– Urodziłem się 27 czerwca 1941 r. w Warszawie. Gdy w wyniku Powstania Warszawskiego dom przy ulicy Karowej zamienił się w stertę gruzów, z mamą i młodszym bratem znaleźliśmy się na tzw. ewakuacji w Pruszkowie – tak swoją stołeczną-społeczną opowieść rozpoczyna Bogusław Homicki, jeden z autorów wyróżnionych w naszym konkursie. Głównym bohaterem tej opowieści jest "Dziadek" Lisiecki.
Urodziłem się 27 czerwca 1941 r. w Warszawie. Gdy w wyniku Powstania Warszawskiego dom przy ulicy Karowej zamienił się w stertę gruzów, z mamą i młodszym bratem znaleźliśmy się na tzw. ewakuacji w Pruszkowie. Tymczasem wojna w Warszawie wygasała, Rosjanie weszli do zrujnowanego miasta i na Pradze powstał, z namiestnictwa radzieckiego, pierwszy rząd Polski. Tam też, przy ul. Strzeleckiej 4, ojciec otrzymał w1945 roku przydział na pokój z kuchnią.
Przydział przydziałem, ale pokój zajmowali już dzicy lokatorzy i minęło trochę czasu, zanim objęliśmy go we władanie. Do tego czasu mieszkaliśmy wszyscy w kuchni. A wyglądało to tak: dziadkowie, moi rodzice oraz siostra ojca, a także my, czworo dzieciaków. Razem dziewięć osób w dziesięciometrowej kuchni! Trudno to dzisiaj sobie wyobrazić. W następnych latach przybyło mi jeszcze troje rodzeństwa, ale na szczęście zarówno dziadkowie jak i ciocia z córkami wyprowadzili się.
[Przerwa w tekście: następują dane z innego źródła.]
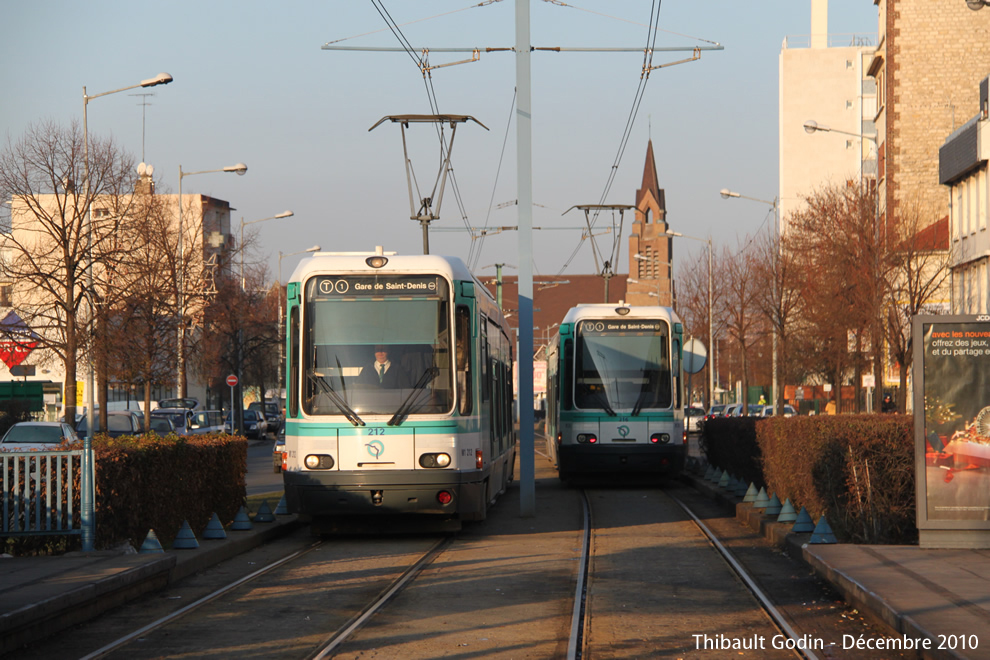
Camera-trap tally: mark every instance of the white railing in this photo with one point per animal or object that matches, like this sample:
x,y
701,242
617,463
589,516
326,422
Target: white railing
x,y
41,492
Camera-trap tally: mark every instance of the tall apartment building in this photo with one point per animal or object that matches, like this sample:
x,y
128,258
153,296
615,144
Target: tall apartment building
x,y
931,57
823,78
207,237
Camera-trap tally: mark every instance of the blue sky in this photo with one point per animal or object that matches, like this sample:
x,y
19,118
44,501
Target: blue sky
x,y
252,85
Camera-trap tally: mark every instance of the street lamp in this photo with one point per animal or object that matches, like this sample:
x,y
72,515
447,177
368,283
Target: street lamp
x,y
811,126
711,259
775,205
283,214
240,169
281,337
88,523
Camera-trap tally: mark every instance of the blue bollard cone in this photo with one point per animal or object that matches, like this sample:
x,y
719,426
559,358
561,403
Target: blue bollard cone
x,y
185,539
823,533
214,530
803,524
773,506
787,512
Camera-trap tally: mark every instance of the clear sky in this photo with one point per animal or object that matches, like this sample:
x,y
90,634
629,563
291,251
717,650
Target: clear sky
x,y
252,84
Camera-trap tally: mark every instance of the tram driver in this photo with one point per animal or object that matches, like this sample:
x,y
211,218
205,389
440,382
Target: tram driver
x,y
383,373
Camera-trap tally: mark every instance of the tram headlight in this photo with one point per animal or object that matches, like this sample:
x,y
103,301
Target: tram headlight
x,y
318,462
440,460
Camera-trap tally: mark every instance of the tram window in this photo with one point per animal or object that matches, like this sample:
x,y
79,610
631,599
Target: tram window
x,y
294,362
463,361
567,369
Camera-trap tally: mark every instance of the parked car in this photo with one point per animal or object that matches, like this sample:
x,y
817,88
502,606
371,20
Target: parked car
x,y
767,411
273,414
161,425
255,425
715,410
119,422
180,402
189,422
277,450
42,436
693,417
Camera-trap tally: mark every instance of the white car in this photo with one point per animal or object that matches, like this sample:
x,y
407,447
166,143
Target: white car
x,y
39,436
693,418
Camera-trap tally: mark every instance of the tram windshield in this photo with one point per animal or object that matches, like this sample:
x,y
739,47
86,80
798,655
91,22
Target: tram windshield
x,y
377,345
623,365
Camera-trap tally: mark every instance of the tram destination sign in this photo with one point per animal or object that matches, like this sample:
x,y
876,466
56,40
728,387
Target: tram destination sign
x,y
350,286
609,326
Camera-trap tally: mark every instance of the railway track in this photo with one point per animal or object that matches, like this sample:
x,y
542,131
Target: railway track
x,y
577,644
613,572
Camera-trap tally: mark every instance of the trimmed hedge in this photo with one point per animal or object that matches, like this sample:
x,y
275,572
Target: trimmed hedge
x,y
153,482
856,470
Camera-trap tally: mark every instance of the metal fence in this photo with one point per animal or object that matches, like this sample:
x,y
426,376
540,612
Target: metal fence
x,y
41,492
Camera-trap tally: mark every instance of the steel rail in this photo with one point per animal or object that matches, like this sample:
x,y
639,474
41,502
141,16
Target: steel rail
x,y
575,645
341,636
112,646
768,606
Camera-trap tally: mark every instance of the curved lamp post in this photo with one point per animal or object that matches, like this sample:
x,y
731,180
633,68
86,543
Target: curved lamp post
x,y
775,205
240,246
87,513
240,169
711,258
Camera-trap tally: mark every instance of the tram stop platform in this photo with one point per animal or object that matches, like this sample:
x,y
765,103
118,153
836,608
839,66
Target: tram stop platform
x,y
921,593
942,595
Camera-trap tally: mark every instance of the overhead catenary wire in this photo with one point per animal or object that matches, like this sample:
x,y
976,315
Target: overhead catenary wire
x,y
626,134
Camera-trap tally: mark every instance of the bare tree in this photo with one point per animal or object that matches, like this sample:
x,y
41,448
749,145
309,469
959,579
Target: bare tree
x,y
920,258
743,320
844,269
779,298
50,242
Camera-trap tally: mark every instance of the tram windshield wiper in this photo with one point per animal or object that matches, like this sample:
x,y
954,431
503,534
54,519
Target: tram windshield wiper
x,y
335,398
406,407
644,391
603,400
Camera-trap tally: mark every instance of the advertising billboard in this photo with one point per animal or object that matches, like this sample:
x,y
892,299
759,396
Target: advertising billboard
x,y
952,429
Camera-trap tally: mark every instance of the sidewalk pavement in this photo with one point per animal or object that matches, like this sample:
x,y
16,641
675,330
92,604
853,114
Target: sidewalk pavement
x,y
942,595
42,595
939,595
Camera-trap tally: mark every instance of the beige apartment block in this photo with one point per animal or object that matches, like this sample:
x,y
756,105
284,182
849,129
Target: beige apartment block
x,y
931,57
823,78
207,241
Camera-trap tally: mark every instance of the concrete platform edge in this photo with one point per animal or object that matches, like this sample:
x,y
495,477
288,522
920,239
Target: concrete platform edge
x,y
38,620
797,547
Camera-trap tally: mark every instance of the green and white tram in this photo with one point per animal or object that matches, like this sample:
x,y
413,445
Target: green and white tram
x,y
613,391
431,433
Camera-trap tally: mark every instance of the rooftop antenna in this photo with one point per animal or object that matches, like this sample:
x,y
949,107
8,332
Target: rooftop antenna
x,y
144,104
426,213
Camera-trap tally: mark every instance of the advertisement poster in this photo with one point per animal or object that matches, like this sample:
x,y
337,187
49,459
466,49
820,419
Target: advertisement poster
x,y
956,435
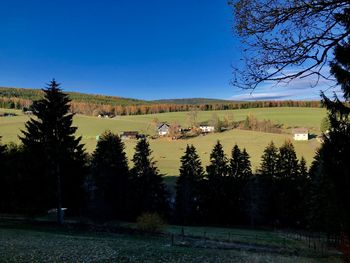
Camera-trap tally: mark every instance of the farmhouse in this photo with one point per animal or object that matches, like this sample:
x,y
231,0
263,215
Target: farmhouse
x,y
129,135
300,134
205,127
163,129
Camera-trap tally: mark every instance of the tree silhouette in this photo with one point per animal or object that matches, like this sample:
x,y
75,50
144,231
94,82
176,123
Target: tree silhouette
x,y
50,140
336,148
282,41
188,187
214,192
150,191
111,173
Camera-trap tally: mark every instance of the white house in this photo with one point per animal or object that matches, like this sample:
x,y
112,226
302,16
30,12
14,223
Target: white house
x,y
206,128
300,134
163,129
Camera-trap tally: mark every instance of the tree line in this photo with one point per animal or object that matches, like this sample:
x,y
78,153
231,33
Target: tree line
x,y
139,108
51,169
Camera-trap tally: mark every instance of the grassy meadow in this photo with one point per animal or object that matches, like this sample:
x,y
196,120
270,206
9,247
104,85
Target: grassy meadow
x,y
167,153
59,245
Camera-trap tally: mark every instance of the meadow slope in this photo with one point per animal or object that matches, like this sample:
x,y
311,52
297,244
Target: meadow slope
x,y
167,153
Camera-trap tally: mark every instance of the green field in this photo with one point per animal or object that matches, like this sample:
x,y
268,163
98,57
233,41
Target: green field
x,y
167,153
61,245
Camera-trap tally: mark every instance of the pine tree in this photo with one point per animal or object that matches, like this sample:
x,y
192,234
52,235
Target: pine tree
x,y
111,173
336,148
50,141
218,166
287,163
323,206
246,166
215,188
236,185
150,191
303,173
235,162
286,186
188,187
269,160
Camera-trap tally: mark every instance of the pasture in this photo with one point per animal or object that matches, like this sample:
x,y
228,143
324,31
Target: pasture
x,y
167,153
49,244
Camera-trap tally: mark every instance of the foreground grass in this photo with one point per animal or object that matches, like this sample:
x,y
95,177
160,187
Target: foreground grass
x,y
21,245
167,153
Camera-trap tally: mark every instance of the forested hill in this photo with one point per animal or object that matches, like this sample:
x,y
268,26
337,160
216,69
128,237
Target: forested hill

Ciągle jednak było ciężko, doskwierała bieda. Wtedy na mojej drodze stanął „Dziadek” Lisiecki, który miał wielki wpływ na moje życie.
Pierwszy mój kontakt z ogniskiem na Pradze i spotkanie z „Dziadkiem” miały miejsce wiosną 1953 r. Do ogniska przyprowadził mnie mój podwórkowy kolega, już „ogniskowiec” – Edek Zaręba. Wcześniej często przechodziłem obok drewnianego domku przy ulicy Środkowej 9 i zaglądałem przez dziurę w parkanie, co tam jest. Ciągle kręcili się tam chłopcy w moim wieku.
Gdy wszedłem do tego domu pierwszy raz, od razu zostałem przedstawiony „Dziadkowi”, który spoglądał na mnie „spode łba”. Nie wiedziałem, gdzie się skryć przed jego wzrokiem. Zapytał: „Jak w szkółce?” i czy mam narzeczoną. I jeszcze zadał kilka pytań o moją sytuację rodzinną (najstarszy z pięciorga rodzeństwa, bieda, choroba matki, nadużywanie alkoholu przez ojca). Potem dał mi krótki wykład na temat obowiązujących w ognisku zasad. A więc, że w ogniskach nie ma nic za darmo, co miało oznaczać, że każdy chłopak (do roku 1957 w ogniskach przebywali tylko chłopcy) wykonuje codziennie dyżur, np. sprząta, podaje do stołu, otwiera drzwi wejściowe, czyli jest tzw. „dzwonkiem”. I nie wolno się od tego wymigiwać. Dowiedziałem się też, że „Dziadek” nie lubi mazgajów i pętaków, łobuzów toleruje, ale honorowych. Absolutną hańbą jest uderzyć słabszego. Wszystko, co w ognisku jest nasze i należy dbać o to i szanować jak własne. A na koniec, jako najważniejszy warunek przychodzenia do ogniska, postawił dobre wyniki w nauce. Tak poinstruowany, z uściskiem ręki, buziakiem i życzeniami „Trzymaj się Felek wiatru” – zostałem „ogniskowcem”.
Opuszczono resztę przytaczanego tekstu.